Click here to monitor SSC
  • Av rating:
  • Total votes: 66
  • Total comments: 12
Seth Delconte

Introduction to SQL Server Filtered Indexes

19 April 2013

SQL Server filtered indexes can save space and improve performance if they are used properly. Under what circumstances can they be used? When are they most effective, and what sort of performance gain or space-saving is likely?  How does a filtered index affect the choice of execution plan?  Seth explores these questions with practical experiments

Nonclustered indexes overview

Indexes are a necessity for most tables of any substantial size. When indexes are strategically and purposefully created, they can provide efficient and precise data access by allowing the query optimizer to find the best and shortest route to a desired result set. This is accomplished by using a B-tree method of quickly locating the index’s pointer to the actual data values that the query is requesting.

The benefits of traditional indexes, however, come at a cost. Nonclustered indexes are created as structures that are distinct from the data that they organize – essentially, a nonclustered index is a copy (of sorts) of the table, storing data for every row of the table. Therefore, the more records in a table, the larger the index must be – increasing the overall data storage cost for the table. Also, index maintenance times are increased as each new index is added. Indexes must be reorganized at certain intervals to maintain accuracy.
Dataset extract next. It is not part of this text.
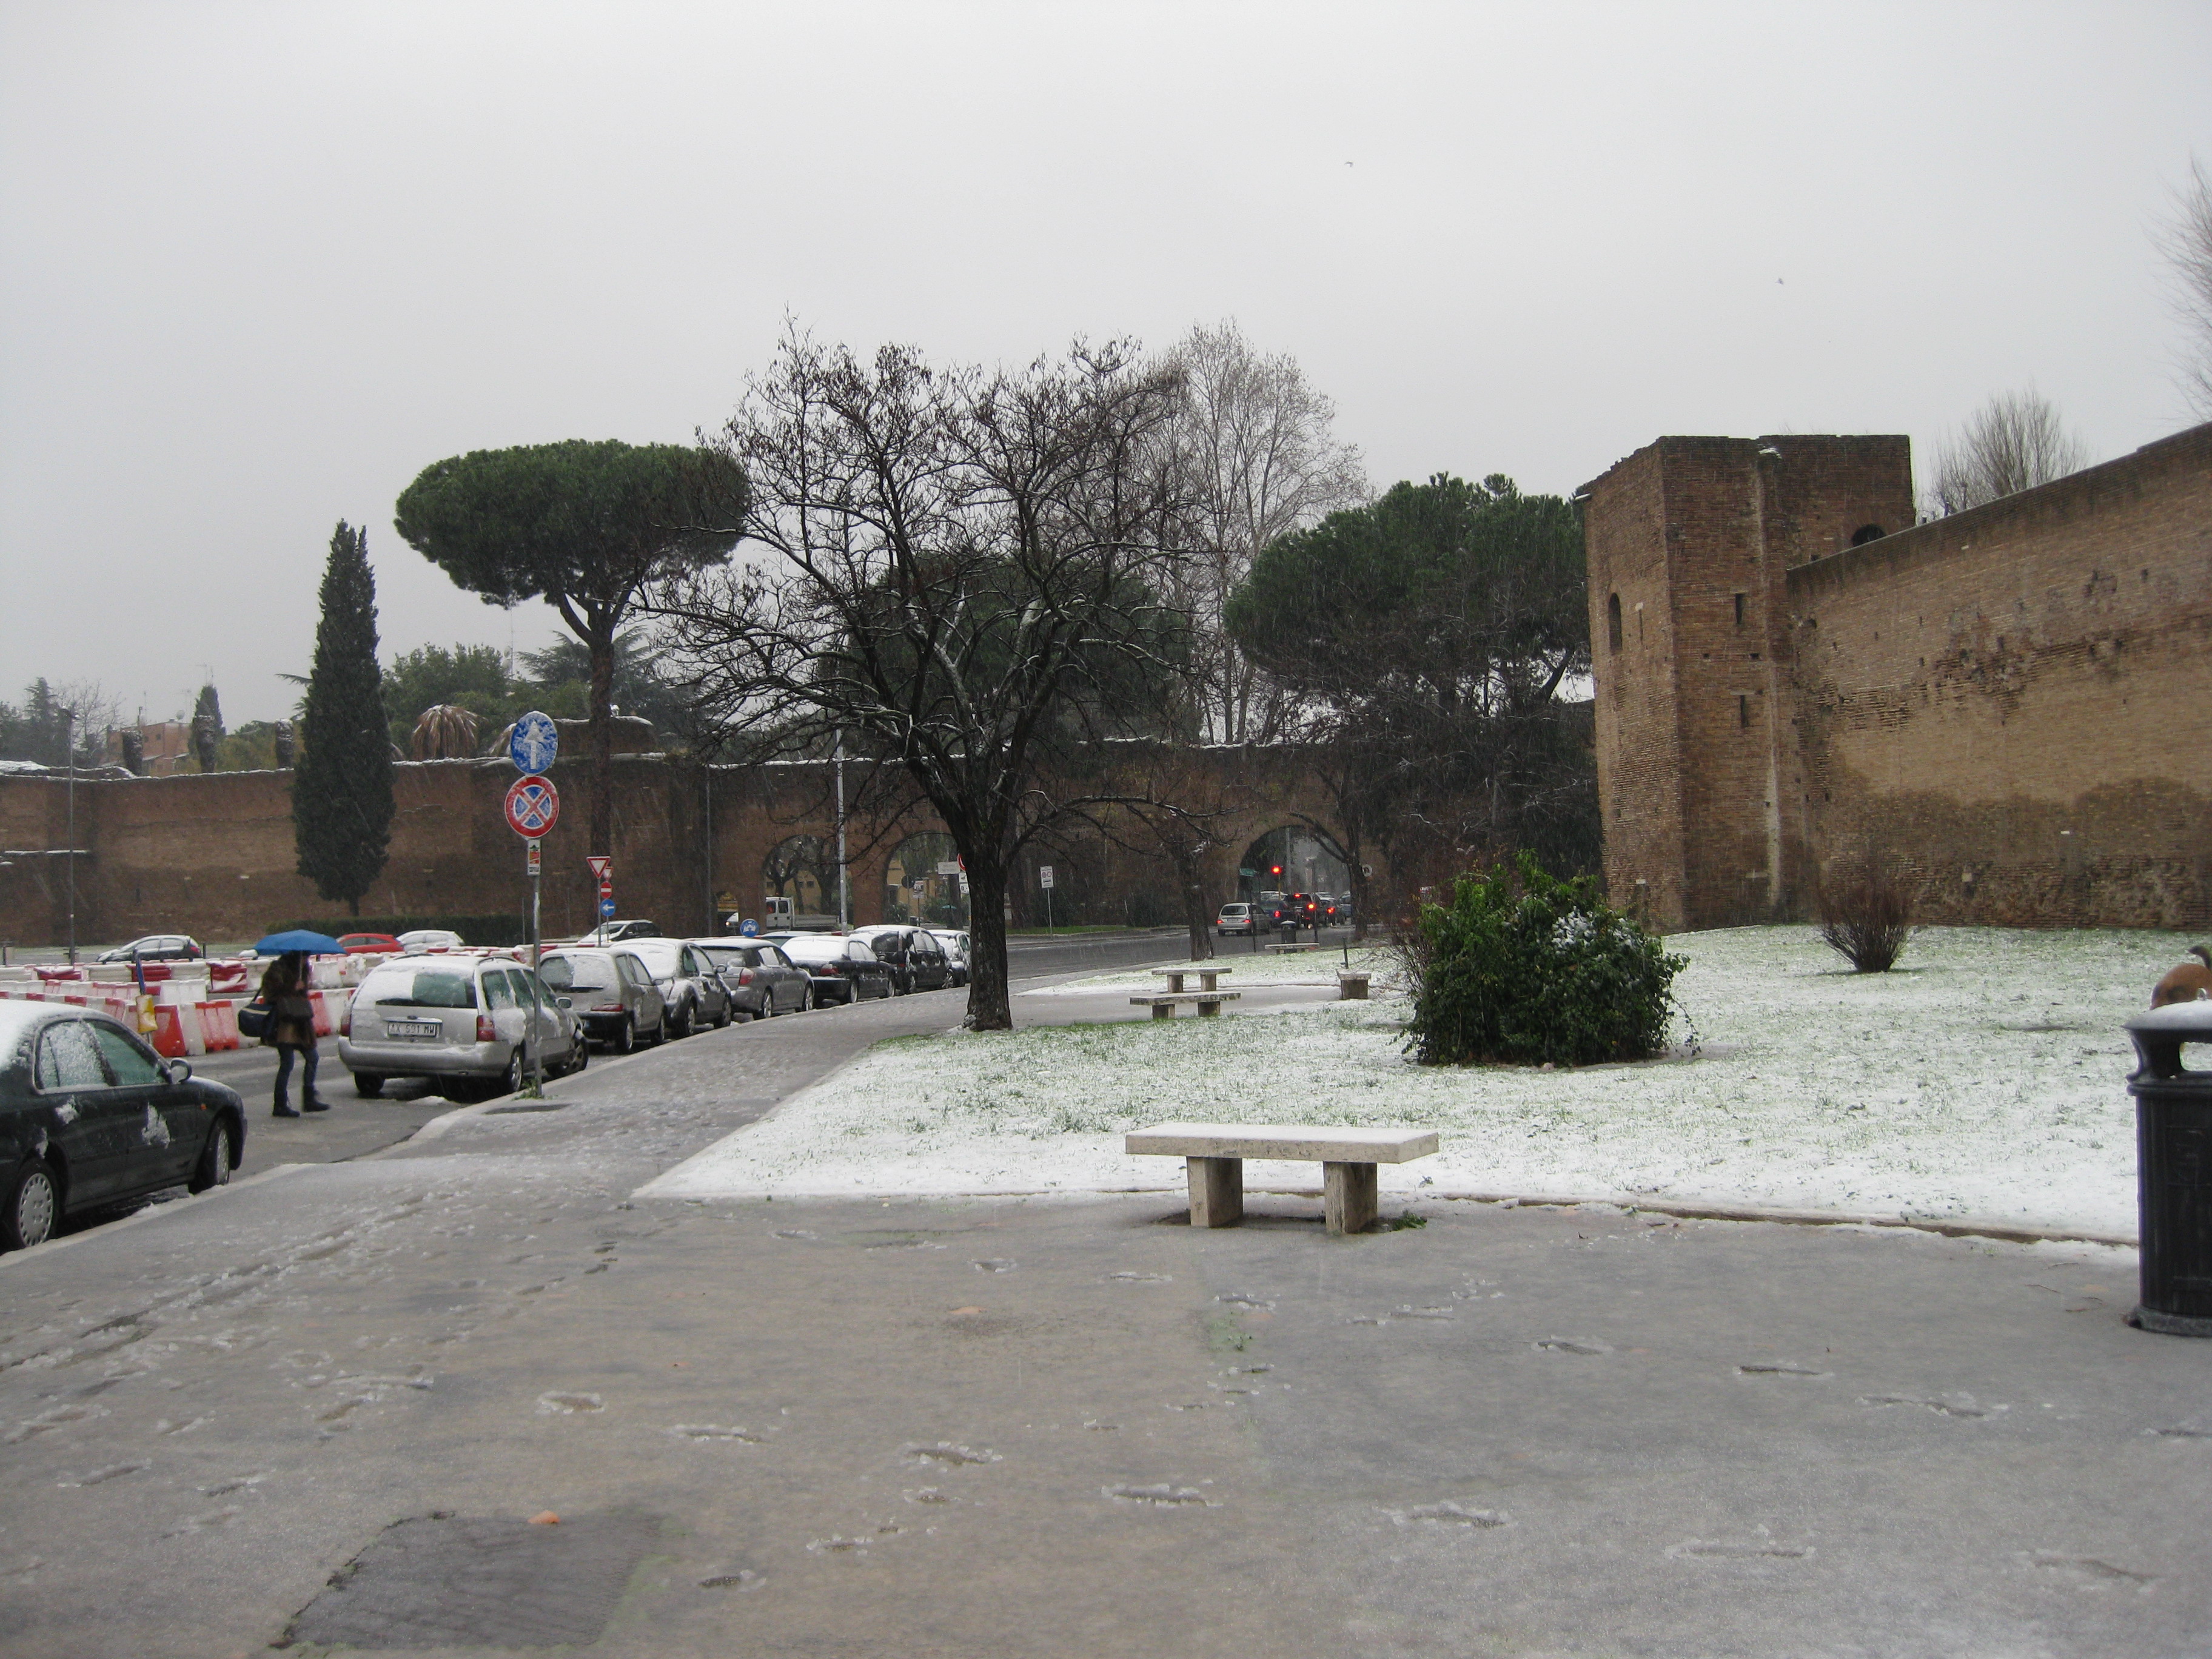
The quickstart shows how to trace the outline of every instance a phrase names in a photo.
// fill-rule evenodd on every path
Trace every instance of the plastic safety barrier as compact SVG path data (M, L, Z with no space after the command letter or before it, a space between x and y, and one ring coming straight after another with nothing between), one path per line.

An index becomes inaccurate as data is changed - insert, update, delete, and merge operations all create a maintenance requirement.

Traditional nonclustered indexes target all data in a column – including NULL values – even if certain values are never searched for.

In light of all this, it’s not surprising that Microsoft has provided a special type of index that optimizes and enhances traditional nonclustered indexes: filtered indexes. Let’s look at what they are and how they are used.

Filtered nonclustered indexes

Filtered indexes for SQL Server were introduced in SQL Server 2008. Put simply, filtered indexes are nonclustered indexes that have the addition of a WHERE clause. Although the WHERE clause in a filtered index allows only simple predicates, it provides notable improvements over a traditional nonclustered index. This allows the index to target specific data values – only records with certain values will be added to the index – resulting in a much smaller, more accurate, and more efficient index.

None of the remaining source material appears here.